One of the most significant of the Wallenbergs’ operations concerned its global monopoly on ball bearings and its shipment of Swedish bearings to offset Nazi Germany’s losses in the costly Schweinfurt raids.
” . . . . It happened that two thirds of Germany’s entire bearing industry was concentrated in a single group of four factories at Schweinfurt. Three of them, accounting for 36 per cent of Germany’s productive capacity, were owned by VKF; and one, accounting for 30 per cent of German capacity, was owned by the only remaining large independent, Fischer A.G.
When American air forces bombed Schweinfurt during the war, in an effort to knock out this strategic point in German industrial production, Schweinfurt was discovered to be one of the most heavily defended spots in Germany. German defenses inflicted a loss of fifty American heavy bombers in one raid alone. When these raids temporarily knocked out Schweinfurt, the effect was largely nullified by shipments of bearings from SKF in Sweden. . . .”
It is this heritage that underlies the Wallenberg Centre for Human Rights.
All Honorable Men by James Stewart Martin; Little Brown [HC]; Copyright 1950 by James Stewart Martin; pp. [202] 249–254. [202]
. . . . On May 6, 1940, just before the German blitz swept into Holland, the American Bosch shares were “sold” with the permission of Stuttgart to the Enskilda Bank of Stockholm. The bank put them under the control of a financial holding company named “A.B. Investor.” The transfer agreement created an option to permit Robert Bosch of Germany to repurchase the stock two years after the end of the war. At that time Marcus Wallenberg, who, with his brother, Jacob, controls the Enskilda Bank, was also acting simultaneously as agent of the German Reichsbank in other matters.

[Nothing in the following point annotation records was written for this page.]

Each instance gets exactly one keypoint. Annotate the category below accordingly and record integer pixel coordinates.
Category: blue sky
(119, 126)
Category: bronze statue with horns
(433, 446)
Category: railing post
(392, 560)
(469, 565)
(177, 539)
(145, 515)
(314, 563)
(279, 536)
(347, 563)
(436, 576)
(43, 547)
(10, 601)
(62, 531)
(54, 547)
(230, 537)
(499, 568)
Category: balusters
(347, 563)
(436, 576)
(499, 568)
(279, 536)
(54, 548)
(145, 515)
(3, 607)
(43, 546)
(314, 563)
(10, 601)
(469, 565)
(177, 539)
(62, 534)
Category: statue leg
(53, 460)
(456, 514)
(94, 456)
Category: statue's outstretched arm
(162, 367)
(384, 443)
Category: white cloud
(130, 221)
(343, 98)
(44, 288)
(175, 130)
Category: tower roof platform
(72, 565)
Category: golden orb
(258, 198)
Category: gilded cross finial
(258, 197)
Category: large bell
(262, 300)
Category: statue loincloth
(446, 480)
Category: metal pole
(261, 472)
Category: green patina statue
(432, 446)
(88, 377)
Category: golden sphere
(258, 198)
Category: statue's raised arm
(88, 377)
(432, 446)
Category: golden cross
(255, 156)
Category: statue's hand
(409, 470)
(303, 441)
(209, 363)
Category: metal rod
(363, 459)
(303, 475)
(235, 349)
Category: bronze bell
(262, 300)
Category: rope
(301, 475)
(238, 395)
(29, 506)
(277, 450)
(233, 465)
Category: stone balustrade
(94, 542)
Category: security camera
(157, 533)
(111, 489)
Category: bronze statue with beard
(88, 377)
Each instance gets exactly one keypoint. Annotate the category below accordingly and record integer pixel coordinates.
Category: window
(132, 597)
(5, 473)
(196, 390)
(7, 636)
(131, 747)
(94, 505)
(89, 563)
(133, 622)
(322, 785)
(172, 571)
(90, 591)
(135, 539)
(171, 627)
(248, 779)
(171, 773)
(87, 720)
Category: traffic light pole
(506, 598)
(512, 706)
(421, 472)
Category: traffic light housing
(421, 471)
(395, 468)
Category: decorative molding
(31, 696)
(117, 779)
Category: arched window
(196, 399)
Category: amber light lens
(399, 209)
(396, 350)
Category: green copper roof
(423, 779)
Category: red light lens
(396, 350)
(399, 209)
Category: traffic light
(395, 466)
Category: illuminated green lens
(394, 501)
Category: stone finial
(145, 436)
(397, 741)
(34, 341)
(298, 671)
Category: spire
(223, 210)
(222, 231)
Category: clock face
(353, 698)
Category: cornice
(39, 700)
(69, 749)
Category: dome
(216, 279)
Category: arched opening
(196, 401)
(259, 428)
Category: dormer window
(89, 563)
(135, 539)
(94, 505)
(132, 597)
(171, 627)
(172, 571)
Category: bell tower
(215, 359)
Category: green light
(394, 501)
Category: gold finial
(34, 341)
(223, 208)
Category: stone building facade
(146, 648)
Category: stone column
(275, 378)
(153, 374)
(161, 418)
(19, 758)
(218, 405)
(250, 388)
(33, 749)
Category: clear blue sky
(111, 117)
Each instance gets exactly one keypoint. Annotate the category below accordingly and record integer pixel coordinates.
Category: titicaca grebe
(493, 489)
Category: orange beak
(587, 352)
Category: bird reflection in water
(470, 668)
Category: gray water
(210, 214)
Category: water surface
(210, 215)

In November 1940, a voting trust agreement was set up in the United States under which George Murnane was designated by the Wallenbergs’ Enskilda Bank as the sole voting trustee with complete power to vote the American Bosch stock at stockholders’ meetings in the United States. The voting trust arrangement provided that if George Murnane should die, his successor should be named by John Foster Dulles, senior partner of Sullivan & Cromwell, the law firm which represents the Wallenbergs and the Enskilda Bank in the United States.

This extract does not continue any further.